11:25 Publié dans ma vie quotidienne | Lien permanent | Commentaires (1)
18/06/2006
C'est fait!
21:45 Publié dans ma vie quotidienne | Lien permanent | Commentaires (9)
09/06/2006
La cardio-ethnologie
C’est un domaine qui n’existe pas encore, et pourtant dont je voulais parler depuis longtemps.
J’ai toujours remarqué que les patients avaient tendance à aller voir des cardiologues de leur origine ethnique/confession religieuse.
Bon, a priori, ce n’est pas étonnant.
Un patient cardiaque, par définition inquiet, va rechercher à se rassurer auprès d’un médecin qu’il pense être semblable à lui, de la même culture, et donc à même de mieux le comprendre.
Un jour, j’attendais dans la salle d’attente de deux confrères d’origine arménienne.
Les patients défilaient devant la secrétaire : Topalian, Harutunian, Boyadjian, Krikorian, Vosgarichian, Stepanian, Derbedrosian,…
J’avais l’impression de parcourir l’annuaire téléphonique d’Erevan ! Aznavour aurait fait son entrée en susurrant un langoureux « Aznavourian », je n’en aurais pas été beaucoup plus surpris.

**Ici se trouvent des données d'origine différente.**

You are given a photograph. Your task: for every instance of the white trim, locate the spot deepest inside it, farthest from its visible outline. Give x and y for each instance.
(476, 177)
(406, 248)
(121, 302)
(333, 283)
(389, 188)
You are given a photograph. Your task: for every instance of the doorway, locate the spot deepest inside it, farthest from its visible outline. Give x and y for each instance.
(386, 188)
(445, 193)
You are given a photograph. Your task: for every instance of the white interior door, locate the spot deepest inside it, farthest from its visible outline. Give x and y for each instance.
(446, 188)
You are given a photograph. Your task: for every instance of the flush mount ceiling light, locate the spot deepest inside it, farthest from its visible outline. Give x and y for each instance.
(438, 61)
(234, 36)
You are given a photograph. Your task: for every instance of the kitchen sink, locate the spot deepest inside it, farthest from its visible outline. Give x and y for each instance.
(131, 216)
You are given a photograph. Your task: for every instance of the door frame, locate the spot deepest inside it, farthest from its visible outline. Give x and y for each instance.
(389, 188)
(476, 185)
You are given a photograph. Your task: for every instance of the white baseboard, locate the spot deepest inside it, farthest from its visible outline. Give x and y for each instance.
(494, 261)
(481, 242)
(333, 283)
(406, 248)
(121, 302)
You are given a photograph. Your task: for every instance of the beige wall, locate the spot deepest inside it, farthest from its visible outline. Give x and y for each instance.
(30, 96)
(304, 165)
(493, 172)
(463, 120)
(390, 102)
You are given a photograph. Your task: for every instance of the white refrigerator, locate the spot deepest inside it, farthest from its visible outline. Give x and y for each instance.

Pareil pour les juifs : a patient juif, médecin généraliste et cardiologue juifs le plus souvent.
Est-ce un bien ?
Je me suis souvent demandé quelle était la motivation profonde d’un tel communautarisme. Je crois que la communion d’esprit, et l’empathie que l’on est en droit d’espérer d’un semblable en est le moteur principal.
De plus, ce n’est sûrement pas un communautarisme pour pouvoir vivre selon les préceptes/les coutumes de sa communauté. Même chez les juifs, de loin la communauté aux traditions les plus élaborées, et difficiles à suivre dans notre société, le soin est le même que pour tous les autres. Idem pour les musulmans ; il n’existe pas de manière juive ou musulmane ou arménienne de soigner une angine de poitrine.

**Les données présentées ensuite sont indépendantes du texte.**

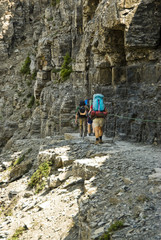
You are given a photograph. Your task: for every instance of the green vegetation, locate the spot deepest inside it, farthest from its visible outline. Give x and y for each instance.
(8, 209)
(66, 67)
(142, 198)
(55, 70)
(31, 102)
(113, 228)
(38, 179)
(19, 160)
(25, 69)
(18, 233)
(33, 75)
(54, 2)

Quant aux approches différentielles que le soignant doit avoir vis-à-vis de telle ou telle personne de telle ou telle communauté, un praticien les apprend tout au long de son cursus hospitalier.
Je crois plutôt, malheureusement, que le patient espère être mieux pris en compte du fait même de sa spécificité. Je serai mieux soigné par un médecin de ma communauté, car il va plus me prendre en compte. Sous entendu, plus qu’un patient non membre, et de façon corollaire, la crainte d’être moins bien pris en compte par un médecin extra communautaire.
Je pense que c’est une grave erreur.
Primo, car encore une fois, il n’existe pas de modus operandi différent pour soigner les patients d’origines différentes.
Secundo, je ne pense pas qu’un médecin « favorise » tel ou tel patient appartenant au même groupe que lui. Cela va contre la sacro-sainte égalité de tous devant les soins.
Surtout comment, et pourquoi favoriser un patient d’origine arménienne noyé parmi toute une clientèle de « –ians ».
Tertio, le communautarisme peut avoir des effets pervers.
Un exemple récent.
Un patient sépharade bien typique, ponté il y a peu.
Les points serrés, le regard noir, il me dit vouloir changer de cardiologue.
Ce dernier est lui aussi un sépharade bien typique.
Il est reconnu par tous comme étant compétent et adorable vis-à-vis de ses patients (quelque soit leur origine)..
Je demande au monsieur la raison d’un tel rejet.
« Il se disait mon frère, mon ami, et il n’est même pas venu me voir quand j’étais hospitalisé ».
Primo, ce cardiologue utilise ces qualificatifs larga manu, que vous soyez juif, lapon, ou tahitien. Il est d’autant plus convainquant qu’il a le geste rond et la tape sur l’épaule très facile. Il use de son charme, ça marche, ses patients l’adorent et c’est justifié.
Mais le patient que j’avais devant moi, lui, il s’estimait trahi. Un véritable coup de poignard dans le dos. Quasiment une déception amoureuse.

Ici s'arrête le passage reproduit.